Na bijna vijf jaar in de gelederen van de oppositie bereidt de Volkspartij zich voor om Spanje te regeren. De laatste peiling, gepubliceerd op maandag 27 februari, geeft de PP een duidelijke overwinning op de PSOE van Pedro Sanchez. In afwachting van deze terugkeer naar het Moncloa-paleis, begon de partijleiding het gewaad van de tegenstander af te leggen om geleidelijk dat van de heerser aan te nemen. De betrekkingen met Marokko vormen geen uitzondering op deze voortdurende “verandering” in de klassieke rechtse formatie.

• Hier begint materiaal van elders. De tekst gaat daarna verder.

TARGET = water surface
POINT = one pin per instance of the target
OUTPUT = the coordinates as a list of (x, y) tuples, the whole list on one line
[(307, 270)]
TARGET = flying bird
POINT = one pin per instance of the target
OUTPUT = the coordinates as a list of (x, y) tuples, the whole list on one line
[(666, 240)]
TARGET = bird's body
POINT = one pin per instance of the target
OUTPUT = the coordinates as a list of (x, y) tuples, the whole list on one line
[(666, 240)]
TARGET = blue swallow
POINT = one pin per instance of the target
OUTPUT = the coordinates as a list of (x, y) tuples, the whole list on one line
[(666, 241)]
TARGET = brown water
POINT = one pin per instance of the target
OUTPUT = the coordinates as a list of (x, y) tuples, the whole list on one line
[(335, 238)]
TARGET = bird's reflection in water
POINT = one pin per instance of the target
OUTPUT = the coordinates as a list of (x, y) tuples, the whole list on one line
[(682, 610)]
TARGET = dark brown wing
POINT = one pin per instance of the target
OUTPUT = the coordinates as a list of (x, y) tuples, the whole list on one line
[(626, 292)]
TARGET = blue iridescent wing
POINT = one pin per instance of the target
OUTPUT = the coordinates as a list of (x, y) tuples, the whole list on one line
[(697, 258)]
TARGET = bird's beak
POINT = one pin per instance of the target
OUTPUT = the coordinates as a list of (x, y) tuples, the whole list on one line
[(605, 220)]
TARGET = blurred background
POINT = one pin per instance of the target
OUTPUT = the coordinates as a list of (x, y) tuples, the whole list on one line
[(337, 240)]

De leider van de PP, Alberto Núñez Feijóo, heeft de kaders van zijn partij dus duidelijk bevolen om “onder het vergrootglas te kijken” naar alle onderwerpen die verband houden met Marokko alvorens daarover te beslissen, geeft aan een Spaanse pers. Ambtenaren van de PP-leiding erkennen in verklaringen die zijn afgelegd op voorwaarde van anonimiteit dat “elke verschijning of positie in detail wordt geanalyseerd om de zaken niet erger te maken”. “Het is duidelijk dat als we willen regeren zoals we geloven, we voor Marokko moeten zorgen”, erkennen ze.
De PP wil niet dezelfde “fouten gemaakt” van Pedro Sanchez herhalen. “We zullen een staatspositie met Marokko behouden. Maar we mogen niet op dezelfde rotsen struikelen of Algerije verwaarlozen”, onderstrepen de kaderleden van deze partij.
“Strikte neutraliteit en totaal respect voor Marokko”
De PP pleit voor “strikte neutraliteit en totaal respect voor Marokko”. “We bieden sereniteit en respect, zonder iemand te beledigen, zonder onnodige wonden te slaan of onze internationale betrekkingen te schaden. Zonder dezelfde fouten te begaan die de regering-Sanchez heeft begaan met de Sahara, met Marokko en met Algerije in slechts 24 uur”, somt een senior PP-manager de politieke lijn op die zijn formatie zal volgen, zodra ze aan de macht is.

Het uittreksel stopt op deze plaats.